Hajj Edmond, uno scrittore irriducibile

Edmond Amran El Maleh, colui che viene soprannominato "il Joyce marocchino" ci ha lasciati quasi quindici anni fa. Simone Bitton, che si riconosce nella sua radicalità etica ed estetica, di fronte al sionismo e per un'arte allegorica, senza compromessi, gli dedica un film documentario, tutto in giustezza e forza evocativa, I mille e un giorni del Hajj Edmond. Qui ritrae uno scrittore plurale e un essere sia singolare, intransigente e accogliente.

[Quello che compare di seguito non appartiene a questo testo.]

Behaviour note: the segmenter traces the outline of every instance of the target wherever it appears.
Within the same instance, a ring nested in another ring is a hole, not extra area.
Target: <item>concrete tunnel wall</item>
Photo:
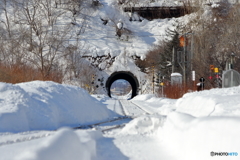
[[[130,85],[132,86],[132,97],[131,98],[138,95],[138,88],[139,88],[138,79],[131,72],[119,71],[119,72],[114,72],[113,74],[111,74],[111,76],[106,81],[106,89],[107,89],[107,93],[108,93],[109,97],[111,97],[111,91],[110,91],[111,85],[114,81],[116,81],[118,79],[124,79],[130,83]]]

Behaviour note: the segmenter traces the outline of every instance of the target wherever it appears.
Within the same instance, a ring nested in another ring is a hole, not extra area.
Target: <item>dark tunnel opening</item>
[[[135,97],[138,94],[139,83],[137,78],[131,73],[126,71],[114,72],[106,82],[106,89],[109,97],[111,96],[111,85],[114,81],[124,79],[128,81],[132,87],[132,96],[131,98]]]

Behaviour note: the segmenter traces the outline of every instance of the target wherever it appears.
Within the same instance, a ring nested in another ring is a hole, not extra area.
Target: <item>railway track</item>
[[[134,104],[133,102],[128,100],[116,100],[115,104],[119,104],[117,106],[119,108],[116,108],[116,106],[114,108],[117,109],[118,111],[121,110],[121,113],[123,115],[122,117],[114,118],[108,121],[95,123],[91,125],[83,125],[75,127],[74,129],[96,129],[104,133],[114,129],[122,128],[129,121],[141,115],[152,114],[151,112],[147,111],[141,106]]]

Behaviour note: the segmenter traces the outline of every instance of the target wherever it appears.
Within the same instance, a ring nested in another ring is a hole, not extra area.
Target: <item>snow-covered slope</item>
[[[117,116],[84,89],[54,82],[0,83],[0,132],[55,130]]]

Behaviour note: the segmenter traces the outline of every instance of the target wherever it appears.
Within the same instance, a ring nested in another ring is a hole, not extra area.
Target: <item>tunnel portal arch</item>
[[[114,72],[111,74],[111,76],[107,79],[106,81],[106,89],[107,89],[107,94],[109,97],[111,97],[111,85],[114,81],[118,79],[124,79],[130,83],[132,86],[132,97],[135,97],[138,94],[138,88],[139,88],[139,83],[138,79],[128,71],[119,71],[119,72]]]

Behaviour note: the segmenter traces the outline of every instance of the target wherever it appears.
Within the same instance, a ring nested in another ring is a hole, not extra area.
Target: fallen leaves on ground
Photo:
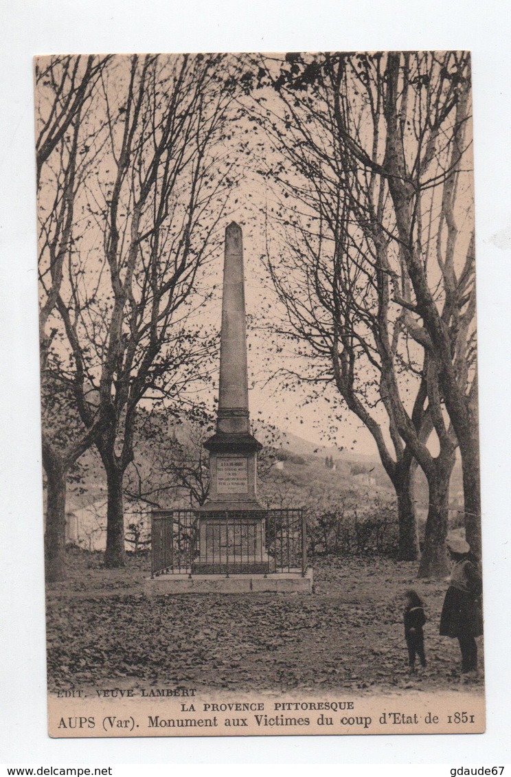
[[[231,690],[458,687],[456,640],[438,635],[445,583],[418,581],[416,565],[387,559],[315,562],[312,596],[183,594],[147,598],[147,561],[125,570],[70,559],[49,587],[49,685],[186,684]],[[410,676],[403,593],[428,615],[428,666]]]

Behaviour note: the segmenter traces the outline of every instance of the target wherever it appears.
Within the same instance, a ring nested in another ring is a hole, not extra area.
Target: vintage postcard
[[[35,93],[50,736],[483,732],[470,54]]]

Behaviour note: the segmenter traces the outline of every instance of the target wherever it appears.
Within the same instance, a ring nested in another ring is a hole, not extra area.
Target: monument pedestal
[[[245,420],[235,417],[238,423],[238,419]],[[217,434],[204,444],[210,452],[210,498],[200,510],[200,556],[193,571],[266,574],[271,570],[266,514],[256,495],[261,445],[245,429],[238,434],[224,431],[224,420],[219,420]]]

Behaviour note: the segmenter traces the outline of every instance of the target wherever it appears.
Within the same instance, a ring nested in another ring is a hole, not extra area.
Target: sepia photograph
[[[50,736],[483,733],[470,53],[34,89]]]

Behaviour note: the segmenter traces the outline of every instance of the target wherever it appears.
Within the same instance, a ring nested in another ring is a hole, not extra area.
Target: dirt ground
[[[74,552],[68,580],[48,586],[50,690],[158,684],[231,690],[460,690],[457,641],[438,634],[446,584],[417,580],[415,563],[318,559],[312,596],[288,594],[147,598],[148,559],[102,568]],[[415,588],[428,622],[428,665],[410,675],[403,594]],[[480,678],[468,684],[482,689]]]

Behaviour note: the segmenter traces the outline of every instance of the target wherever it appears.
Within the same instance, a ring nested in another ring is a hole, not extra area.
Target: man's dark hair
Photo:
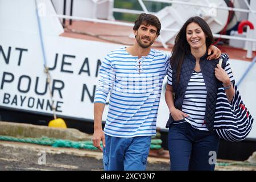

In cesellatrice di parole e immagini, Simone Bitton ha scelto, nel film documentario che ha dedicato allo scrittore Edmond Amran El Maleh (1917-2010), di adottare un tono epistolare alla seconda persona riprendendo l'attributo culturale che gli davano i suoi amici a Rabat, Asilah, Parigi, Essaouira o Beni Mellal, di Hajj. Questo soprannome misto, spostato, di Hajj Edmond, che fa il titolo del film, gli toglieva ogni sospetto di estraneità rispetto a una nazione sincretica, intrecciata di islamità, di ebraicità e altre forme di spiritualità popolari, e sottolineava la sua figura di uomo affabile, rispettato. In una delle sue professioni di fede registrate nella rivista Les temps modernes, si era definito "marocchino ebreo" (non-ebraico marocchino), insistendo sulla preminenza della sua terra sulla sua obbedienza. Così designava il suo passo laterale identitario, il suo rapporto fusionale con la sua comunità di destino, il suo modo di intrecciare i diversi fili che lo legavano con delicatezza alla sua località e, di conseguenza, il suo desiderio di umanesimo decentrato.

Marocchino ebreo 

I mille e un giorni del Hajj Edmond. Sono condensati nell'enunciato del film, il dramma originario di esodo orchestrato sin dalla metà degli anni '50, da un giorno all'altro dall'Agenzia ebraica con la complicità delle autorità marocchine, di popolazioni ebraico-amazigh, sedentarie da oltre duemila anni, e l'evocazione malinconica, allegorica, che ne fa l'autore in Parcours immobile (Maspero, 1980), poi Mille anni un giorno (Pensée sauvage, 1986). La tomba di Nahon, designato come l'ultimo ebreo sepolto ad Asilah, l'autore se ne appropria, mentre pubblica il suo primo romanzo a sessantatre anni, per dire "la morte emblematica di una comunità e il suo radicamento in questa terra". Non è solo per la Palestina depredato che questo scrittore, radicalmente opposto alla politica coloniale israeliana, ce l'ha con il sionismo, ma molto più fondamentalmente per aver impoverito, privato il suo Marocco natale, come altre nazioni arabe, della sua pluralità millenaria.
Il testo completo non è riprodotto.